Goal number 1 - you are by your own admission providing the users with mostly irrelevant results which isn't doing the user any favours in trying to efficiently find products of interest - which is all they care about. No-one likes to have to do work in order to get rid of the rubbish in order to find what they do want.
Goal number 2 - Essentially you are using your users to crowdsource irrelevancy data.
What is irrelevant to one user may be of interest to another and you will never capture the full spectrum of information that will allow you to provide perfect results for all users. You will end up providing only the products in the list that are deemed of interest by the majority of people, and omit those products that have been marked as irrelevant by the most number of people. This can skew results according to number of previous shows; positions in the list on previous showings; geographical interest; colour interest; male/female relevance; cost relevance etc etc (depending on what your products are and who your users are).
This is all gearing up your algorithm for determining relevance to be irrevocably tied in to data that has no hard evidence based reasoning for the majority of decisions it makes.
Let's compare the situation to looking at email:
Most of my email is spam. I get lots of spam. I have filters but they don't catch 100% of spam. I manually delete lots of spam so I can see the wood for the trees and deal with emails I actually want.

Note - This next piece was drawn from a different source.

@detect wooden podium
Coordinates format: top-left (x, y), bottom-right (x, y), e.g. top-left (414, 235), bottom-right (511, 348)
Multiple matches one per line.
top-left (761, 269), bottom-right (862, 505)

There's also email server filters that delete 90% of email before it even gets downloaded - except occasionally it very annoying traps an email I did want to see.
Imagine if every time you deleted an email you had to say why it was irrelevant: It's spam; it's no longer relevant; I saw this earlier; I know what this is but it's not for me right now; etc etc. There could be any number of reasons why an email is irrelevant to me, but just because I deleted it, doesn't mean it wouldn't necessarily have been relevant to me last week, next week, if I weren't in a hurry, or just to someone else.
There is one thing that is the saving grace for email - I don't want to receive more of it - it's so annoying. But I put up with it because I need to receive my email. The ones I do receive and read make up for the ones that are irrelevant. So this can act as a spur to mark an email as spam before I delete. For me this means clicking on the 'toggle as junk' column in Thunderbird, before I delete. But even then, this is rare step compared to just hitting delete.
On the other hand I'm quite prepared to mark email for why it IS relevant - I'll add it to a folder according to its relevance (sender, project, pending action etc).
In short - I'm prepared to do more work where I have a positive feeling towards something, but less work for that to which I feel negative.
So consider these questions:
Are you providing enough value to the user in the few products that are relevant for them to be prepared to put up with the work of dealing with all the irrelevant results?
Is your relevancy algorithm going to be testable: Is there going to be a way that you can validate your algorithm - and verify that result inclusion or exclusion is right or wrong.
Are you considering making the user work too hard on things towards which they feel negative, rather than on things to which they feel positive - such as dislikes rather than likes; deletions rather than wishlists and favourites; 'mark as irrelevant' rather than 'just leave alone'; negative actions rather than positive ratings;
Should you be perhaps be relying more on pre-filters: good search; user filters; sorting mechanisms; well implemented faceted search, and generally better structure and organisation of data to show and control what the user sees, rather than getting them to weed out that which is not of interest first. Should you back this up with post-filters: favourites; wishlists; ratings; save for later; users also liked, etc etc.
Can you make it all a positive experience rather than a negative one - and still achieve your goals.